“The Humbling”

Susan Granger’s review of “The Humbling” (Millennium Entertainment)

 

Sometimes two artists work on the same idea at the same time: one succeeds, the other fails.

When Barry Levinson was adapting Philip Roth’s 2009 penultimate novel about the angst of an aging actor, I suspect he had no idea Alejandro Gonzalez Inarritu was making “Birdman.”

But he was. And Michael Keaton’s performance will be remembered, while Al Pacino’s probably will not.

Quoting Oscar Levant’s observation, “There’s a thin line between genius and insanity,” Pacino plays 67 year-old Simon Axler, who loses his grip on reality during a Broadway production of Shakespeare’s “As You Like It,” deliberately taking a face-first dive into the orchestra pit.

Recuperating at a psychiatric hospital, he’s approached by another patient, Sybil (Nina Arianda), who caught her wealthy husband is sexually abusing their young daughter. Having seen Simon play a murderer on-screen, she wants to hire Simon to kill him.

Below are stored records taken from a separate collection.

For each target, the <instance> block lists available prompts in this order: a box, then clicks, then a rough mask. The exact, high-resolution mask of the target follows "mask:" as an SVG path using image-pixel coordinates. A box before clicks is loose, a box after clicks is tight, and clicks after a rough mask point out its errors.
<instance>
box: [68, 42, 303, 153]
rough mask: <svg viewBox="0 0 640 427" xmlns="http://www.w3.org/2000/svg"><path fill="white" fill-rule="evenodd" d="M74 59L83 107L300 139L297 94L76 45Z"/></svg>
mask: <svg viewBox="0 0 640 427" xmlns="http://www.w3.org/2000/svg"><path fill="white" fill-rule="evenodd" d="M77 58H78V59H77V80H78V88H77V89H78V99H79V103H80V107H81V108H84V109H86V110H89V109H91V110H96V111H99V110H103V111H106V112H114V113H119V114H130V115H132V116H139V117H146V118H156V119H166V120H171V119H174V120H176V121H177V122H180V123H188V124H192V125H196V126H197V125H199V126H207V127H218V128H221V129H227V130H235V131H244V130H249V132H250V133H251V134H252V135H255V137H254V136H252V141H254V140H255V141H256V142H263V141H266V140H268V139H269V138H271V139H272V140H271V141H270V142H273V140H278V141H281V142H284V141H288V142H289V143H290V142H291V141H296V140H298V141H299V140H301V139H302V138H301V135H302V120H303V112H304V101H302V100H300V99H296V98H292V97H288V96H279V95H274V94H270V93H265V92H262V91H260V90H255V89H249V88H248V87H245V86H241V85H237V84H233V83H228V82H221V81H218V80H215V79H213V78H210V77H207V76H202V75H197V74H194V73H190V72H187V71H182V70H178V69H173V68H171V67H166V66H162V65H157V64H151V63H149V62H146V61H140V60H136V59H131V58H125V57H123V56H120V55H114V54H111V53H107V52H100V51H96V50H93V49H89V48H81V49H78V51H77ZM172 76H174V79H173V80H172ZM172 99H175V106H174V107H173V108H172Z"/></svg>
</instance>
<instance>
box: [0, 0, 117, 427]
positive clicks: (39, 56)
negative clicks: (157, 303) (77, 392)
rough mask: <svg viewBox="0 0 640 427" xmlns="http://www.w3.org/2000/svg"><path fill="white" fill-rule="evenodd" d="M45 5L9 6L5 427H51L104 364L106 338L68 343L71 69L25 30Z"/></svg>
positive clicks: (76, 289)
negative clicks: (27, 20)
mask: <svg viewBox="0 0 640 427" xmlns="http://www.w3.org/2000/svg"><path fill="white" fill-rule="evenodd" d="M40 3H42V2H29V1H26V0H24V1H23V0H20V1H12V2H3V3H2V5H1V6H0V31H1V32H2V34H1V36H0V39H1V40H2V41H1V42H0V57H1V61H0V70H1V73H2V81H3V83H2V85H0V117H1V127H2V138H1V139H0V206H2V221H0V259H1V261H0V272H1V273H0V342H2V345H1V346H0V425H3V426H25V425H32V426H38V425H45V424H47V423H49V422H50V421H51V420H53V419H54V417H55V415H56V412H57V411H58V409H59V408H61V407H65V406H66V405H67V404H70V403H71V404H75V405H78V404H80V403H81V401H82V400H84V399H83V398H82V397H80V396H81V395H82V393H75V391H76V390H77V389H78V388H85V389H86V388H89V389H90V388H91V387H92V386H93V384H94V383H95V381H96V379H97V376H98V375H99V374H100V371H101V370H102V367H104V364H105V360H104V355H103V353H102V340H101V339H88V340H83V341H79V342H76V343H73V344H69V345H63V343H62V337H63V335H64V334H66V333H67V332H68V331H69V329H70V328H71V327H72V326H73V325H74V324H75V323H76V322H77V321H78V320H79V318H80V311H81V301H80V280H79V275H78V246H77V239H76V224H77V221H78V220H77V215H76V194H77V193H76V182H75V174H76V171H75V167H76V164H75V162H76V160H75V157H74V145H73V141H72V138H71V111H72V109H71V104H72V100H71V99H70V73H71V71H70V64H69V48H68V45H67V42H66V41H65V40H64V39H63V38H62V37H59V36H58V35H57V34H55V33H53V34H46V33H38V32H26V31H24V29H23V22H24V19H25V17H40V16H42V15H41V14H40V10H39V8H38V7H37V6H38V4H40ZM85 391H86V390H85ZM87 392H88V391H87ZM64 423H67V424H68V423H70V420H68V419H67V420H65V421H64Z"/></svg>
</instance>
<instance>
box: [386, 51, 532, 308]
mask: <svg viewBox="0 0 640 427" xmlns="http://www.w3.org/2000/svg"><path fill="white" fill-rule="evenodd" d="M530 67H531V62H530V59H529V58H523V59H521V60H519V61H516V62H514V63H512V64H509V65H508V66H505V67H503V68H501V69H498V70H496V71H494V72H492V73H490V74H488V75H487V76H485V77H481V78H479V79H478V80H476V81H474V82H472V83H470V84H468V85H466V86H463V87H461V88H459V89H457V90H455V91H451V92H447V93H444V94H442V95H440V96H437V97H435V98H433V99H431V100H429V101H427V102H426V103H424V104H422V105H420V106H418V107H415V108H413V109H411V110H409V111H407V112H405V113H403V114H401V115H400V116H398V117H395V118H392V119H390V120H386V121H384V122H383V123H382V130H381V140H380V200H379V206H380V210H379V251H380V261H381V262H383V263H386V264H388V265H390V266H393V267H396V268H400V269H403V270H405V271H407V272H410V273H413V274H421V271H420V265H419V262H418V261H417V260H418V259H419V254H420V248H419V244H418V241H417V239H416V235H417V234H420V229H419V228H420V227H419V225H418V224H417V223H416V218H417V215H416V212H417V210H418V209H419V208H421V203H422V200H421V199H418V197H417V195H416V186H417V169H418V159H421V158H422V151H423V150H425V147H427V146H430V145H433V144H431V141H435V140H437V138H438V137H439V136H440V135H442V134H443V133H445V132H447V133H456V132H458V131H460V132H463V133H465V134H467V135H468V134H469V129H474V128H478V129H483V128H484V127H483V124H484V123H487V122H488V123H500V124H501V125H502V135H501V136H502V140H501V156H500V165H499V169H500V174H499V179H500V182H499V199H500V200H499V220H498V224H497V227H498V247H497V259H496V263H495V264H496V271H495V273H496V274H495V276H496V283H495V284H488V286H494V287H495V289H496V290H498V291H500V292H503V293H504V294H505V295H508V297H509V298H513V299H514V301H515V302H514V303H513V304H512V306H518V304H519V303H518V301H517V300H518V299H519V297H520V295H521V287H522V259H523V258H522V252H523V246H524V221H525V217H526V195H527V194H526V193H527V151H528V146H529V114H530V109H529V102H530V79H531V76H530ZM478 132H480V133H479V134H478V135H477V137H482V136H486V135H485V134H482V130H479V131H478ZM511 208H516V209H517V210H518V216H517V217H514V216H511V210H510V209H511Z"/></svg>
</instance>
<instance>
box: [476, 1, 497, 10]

When Simon’s released, he retreats to find solace at his bucolic Connecticut home. But the peace-of-mind he’s looking for is shattered by the sudden appearance of Pegeen (Greta Gerwig), the thirty-something daughter of old friends (Dianne Wiest, Dan Hedaya), along with persistent Sybil.

Though Pegeen claims to be a lesbian, she flirts outrageously with Simon, winding up in bed with him, much to the chagrin of two of her former lovers (Kyra Sedgwick, Billy Porter), who are stalking her, and bewilderment of Simon’s loyal housekeeper (Mary Louise Wilson).

Al Pacino is the embodiment of a despairing, self-absorbed performer who cannot separate art from life, a concept that’s amplified by meetings with his agent (Charles Grodin) and Skype sessions with his psychiatrist (Dylan Baker).

Shot in 20 days in and around Barry Levinson’s Fairfield County estate, it’s unevenly scripted by Buck Henry (“The Graduate”) and Michal Zebede and indulgently directed by Levinson.

On the Granger Movie Gauge of 1 to 10, “The Humbling” is an awkwardly sexist, tragi-comedic 3, serving – at best – as eccentric Pacino’s inventively off-beat master class in acting.